If $x$ and $y$ are integers and $12x = 5y^2$,
- What could be the possible multiples of $x$ ?
- What can we infer about $y$ ?
I have approached this problem like this :
\begin{align} x = \dfrac{5y^2}{12} \quad \quad \text{here } \ 12 = 2 \cdot 2 \cdot 3\\ x = \dfrac{5y^2}{2 \cdot 2 \cdot 3} \end{align}
I'm able to identify that $y^2$ should definitely have $2 \cdot 2\cdot 3$ so that $x$ can be an integer. But then I'm not able to think of the next step. Like I'm not able to explain to myself.
Can someone help me regarding this and how should I approach these problems.
Since $5$ is relatively prime to $(12)$, $y^2$ will have to pick up the slack on $12 = 2^2 \times 3$.
So, $y$ must be a multiple of $2$, so that $4|y^2.$
However, since $y^2$ also must be a multiple of $3$, $y$ must be a multiple of $3$.
So, you have deduced that $y$ must be a multiple of $6$.
At this point, there are two ways to conclude the problem.

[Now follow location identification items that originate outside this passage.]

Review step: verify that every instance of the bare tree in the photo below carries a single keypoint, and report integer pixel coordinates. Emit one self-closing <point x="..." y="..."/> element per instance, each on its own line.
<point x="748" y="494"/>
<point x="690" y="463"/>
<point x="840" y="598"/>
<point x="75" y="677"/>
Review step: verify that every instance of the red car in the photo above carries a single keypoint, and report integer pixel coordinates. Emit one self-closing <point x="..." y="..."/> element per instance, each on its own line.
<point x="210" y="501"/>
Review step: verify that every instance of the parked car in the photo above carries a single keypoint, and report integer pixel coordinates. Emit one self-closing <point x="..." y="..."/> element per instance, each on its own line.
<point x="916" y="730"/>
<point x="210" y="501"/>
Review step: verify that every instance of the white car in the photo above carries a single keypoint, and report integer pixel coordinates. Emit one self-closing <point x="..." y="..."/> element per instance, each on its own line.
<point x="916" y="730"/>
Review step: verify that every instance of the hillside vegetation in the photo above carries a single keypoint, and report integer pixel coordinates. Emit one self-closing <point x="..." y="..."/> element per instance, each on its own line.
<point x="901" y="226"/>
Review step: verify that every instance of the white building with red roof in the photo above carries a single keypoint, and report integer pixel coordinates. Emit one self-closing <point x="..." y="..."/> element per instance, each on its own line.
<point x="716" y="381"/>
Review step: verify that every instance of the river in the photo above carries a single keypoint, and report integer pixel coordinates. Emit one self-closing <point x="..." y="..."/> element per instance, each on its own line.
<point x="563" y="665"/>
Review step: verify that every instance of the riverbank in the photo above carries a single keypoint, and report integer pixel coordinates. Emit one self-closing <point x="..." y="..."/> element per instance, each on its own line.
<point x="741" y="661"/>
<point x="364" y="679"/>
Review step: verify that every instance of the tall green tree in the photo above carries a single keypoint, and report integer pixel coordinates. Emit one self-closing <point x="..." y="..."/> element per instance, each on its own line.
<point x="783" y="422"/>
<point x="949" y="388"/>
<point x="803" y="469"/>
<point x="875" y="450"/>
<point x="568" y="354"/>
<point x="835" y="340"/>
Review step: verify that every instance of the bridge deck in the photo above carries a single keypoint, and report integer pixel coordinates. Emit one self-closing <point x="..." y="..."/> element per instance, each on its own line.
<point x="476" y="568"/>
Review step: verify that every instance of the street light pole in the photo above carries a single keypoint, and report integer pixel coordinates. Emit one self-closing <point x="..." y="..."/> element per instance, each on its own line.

The first is to realize that if $y = 6k$, then $12x = 180k^2$, so at a minimum, $x$ must be a multiple of $15$.
The alternative approach is to recognize that $5y^2$ will necessarily be divisible by both $5$ and $3^2$, with $12$ only being divisible by $3$, not $3^2.$
So, $x$ has to pick up the slack, and be divisible by both $3$ and $5$.